Ik kreeg zijn telefoonnummer voor als ik het vlammetje weer zocht. Ik heb hem nooit hoeven bellen, heb mijn diploma gehaald en kijk met plezier terug op de laatste twee jaar van mijn havo-opleiding.

Ik kom niet meer zo vaak bijlesleraren als Hans tegen. Wat ik wel merk, is dat de laatste jaren het aantal huiswerkinstituten is geëxplodeerd. In 2015 hebben ouders 186 miljoen euro uitgegeven aan huiswerkbegeleiding voor hun kinderen (bron: www.groene.nl/artikel/het-nieuwe-plagiaat). Hoeveel zal dit in 2019 zijn?

Zouden al deze huiswerkinstituten ook op zoek zijn naar het vlammetje bij leerlingen? Of zijn het repetitiehokken waar leerlingen zo efficiënt mogelijk richting een zo hoog mogelijk diploma worden gestuwd?

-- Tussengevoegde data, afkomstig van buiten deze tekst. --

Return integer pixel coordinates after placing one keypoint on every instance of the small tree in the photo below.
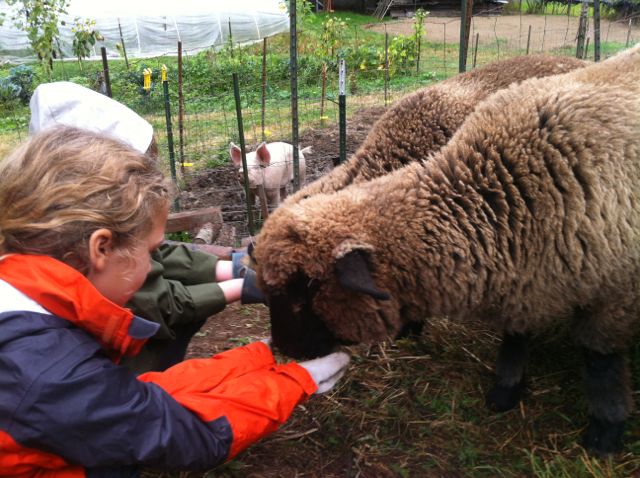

Tegenover mijn kantoor, in een oude ambachtsschool, zit een huiswerkinstituut. Zij hebben twee voormalige leslokalen omgetoverd tot zo’n repetitiehok. Tafels, stoelen en kartonnen afscheidingen ertussen. Een soort call center uit de jaren zestig. Elke dag gaan er zo’n veertig jongeren aan de slag met hun huiswerk. Ik ben er een paar keer binnen geweest. Wat mij opvalt? Dat ik begeleiders bijna geen vragen hoor stellen, jongeren amper praten en dat niemand, maar dan ook niemand met een glimlach naar buiten komt. Ik hoor leerlingen op de gang wel praten over ‘achterstanden inhalen’ en ‘formules uit mijn hoofd leren’.
Willen we dit?

Louise Elffers heeft onze generatie jongeren al een naam gegeven; de bijlesgeneratie. In haar boek met deze titel legt zij uit hoe ons huidige onderwijs tot gevolg heeft dat de schoolloopbaan van onze kinderen een competitie is geworden, waarbij bijles het nieuwste wapen is in de strijd om een zo hoog mogelijke plaats op de ranglijst van diploma’s.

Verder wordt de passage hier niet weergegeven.